Iraqi ChristiansI say apathy, but lots of people are concerned, and in the past year and a half such books as Christianophobia, Persecuted and The Global War on Christians have tackled worldwide persecution; there has also been increasing awareness following violence in Syria and Egypt over the summer, and last month Baroness Warsi became the first minister to raise the subject.

Not that the British Government will actually do anything, as was made clear last week when Foreign Office Minister Mark Simmonds told MPs that Britain will not defend persecuted Christians. Responding to backbenchers who said that Christians were being singled out for attack, the minister said that all groups were suffering under intolerant regimes, a logic Alan Johnson of the Telegraph calls ‘universalise-to-minimise’. The less you specifically focus on an issue, the easier it is to ignore.

Simmonds stated that ‘our response to the persecution of Christians should not be sectarian. We should not be standing up for … Christians in particular, we should be supporting the right to freedom of religion.’

He also argued that ‘there is a risk of isolating them from the wider populations, identifying them as something of a fifth column and even exacerbating the persecution’, which has been the line used by Britain and America for many years.

Taking aside the issue of ‘freedom of religion’, which is interpreted very differently by the Foreign Office’s friends in the Organisation of the Islamic Conferences to how it is by westerners, this argument doesn’t really stand up.

Islamists see Christians as a fifth column, whatever the West does, because that’s their mindset. Anti-Islamist Muslims meanwhile have an active personal interest in preventing Christian persecution and expulsion, since it will make life worse for them too.

But Muslims of all shades, who see western Christian leaders abandoning Christian minorities before discriminatory laws and state-inspired violence, aren’t going to think ‘oh wonderful, the British don’t believe in discrimination’; they are going to think that these people have no faith, no courage and no decency – in short, they’re decadent. And they would not be wrong.

The British and Americans have been doing this ‘let’s not be seen to take sides’ act since the invasion of Iraq.

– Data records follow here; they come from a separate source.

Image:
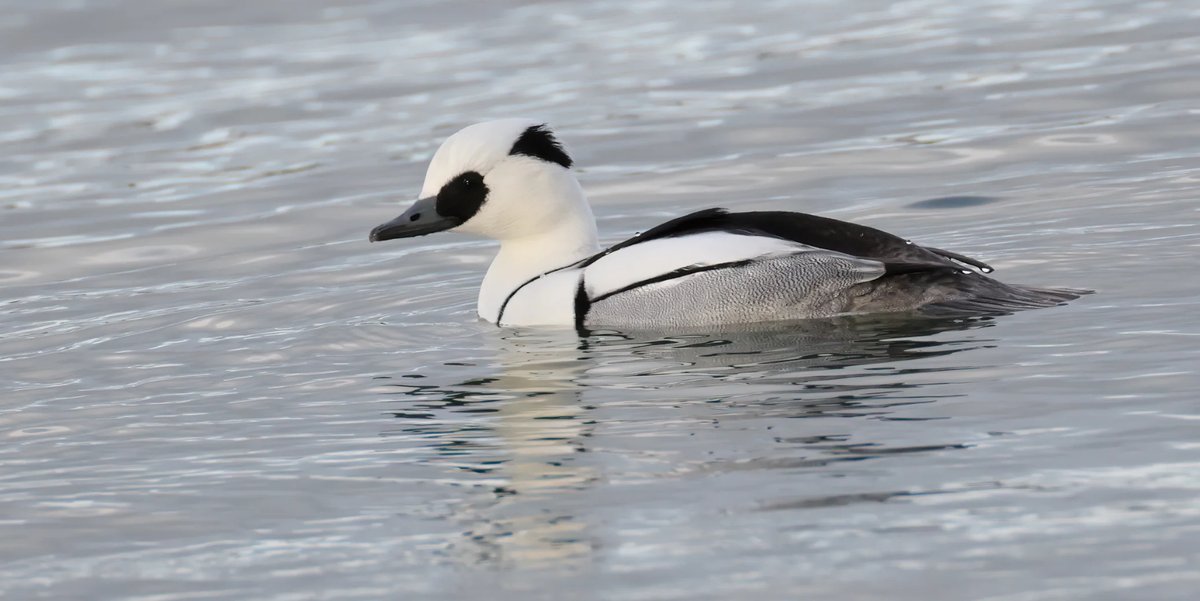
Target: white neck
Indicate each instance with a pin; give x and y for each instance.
(522, 259)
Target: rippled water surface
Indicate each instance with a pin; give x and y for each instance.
(214, 388)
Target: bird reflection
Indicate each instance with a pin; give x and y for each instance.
(531, 449)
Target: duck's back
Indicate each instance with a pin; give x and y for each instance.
(719, 268)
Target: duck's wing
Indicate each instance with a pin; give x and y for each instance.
(713, 277)
(850, 239)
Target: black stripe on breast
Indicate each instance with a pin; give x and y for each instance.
(582, 305)
(672, 275)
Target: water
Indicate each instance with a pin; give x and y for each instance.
(214, 388)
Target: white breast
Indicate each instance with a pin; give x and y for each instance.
(547, 300)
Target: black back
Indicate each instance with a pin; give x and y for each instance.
(809, 229)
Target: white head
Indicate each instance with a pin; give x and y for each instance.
(507, 180)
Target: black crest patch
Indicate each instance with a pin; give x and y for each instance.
(539, 143)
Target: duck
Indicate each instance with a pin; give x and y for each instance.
(511, 180)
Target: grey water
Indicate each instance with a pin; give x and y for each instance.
(214, 388)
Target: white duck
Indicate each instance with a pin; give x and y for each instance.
(510, 180)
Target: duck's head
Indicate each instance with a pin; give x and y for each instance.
(507, 179)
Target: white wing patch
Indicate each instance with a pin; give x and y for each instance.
(663, 256)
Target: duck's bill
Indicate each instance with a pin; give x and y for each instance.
(419, 220)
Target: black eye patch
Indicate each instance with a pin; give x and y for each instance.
(462, 196)
(540, 143)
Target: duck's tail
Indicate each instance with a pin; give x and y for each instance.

When the bombing of churches escalated in 2004, and when the Baghdad government denied basic services to Christian villages, religious freedom advocates like Nina Shea pressed the Americans to do something.

As Shea told me, ‘A number of us tried to bring it to their attention, and basically Condi Rice told me that the US just did not want to appear sectarian… Yet of course they removed a Sunni government and helped the Shia, and then championed Sunni appointments because they didn’t want Sunnis left out. But they said nothing about smaller, less violent minority religions, they just didn’t count.’ That has been repeated with US policy towards Egypt.

What a ‘non-sectarian policy’ therefore entails is discrimination in favour of the strongest and most aggressive groups. Iraq’s pre-war Christian population of 1 million has now fallen to 150,000, many of them elderly; still, the Foreign Office tells us, this issue is being taken very seriously and the issue is raised through the appropriate channels etc etc.

There’s an old saying attributed to the Arabs – better to be the enemy of the English, for that way they will buy you, for if you are their friends they will most certainly sell you. In its foreign policy, Albion remains as perfidious as ever.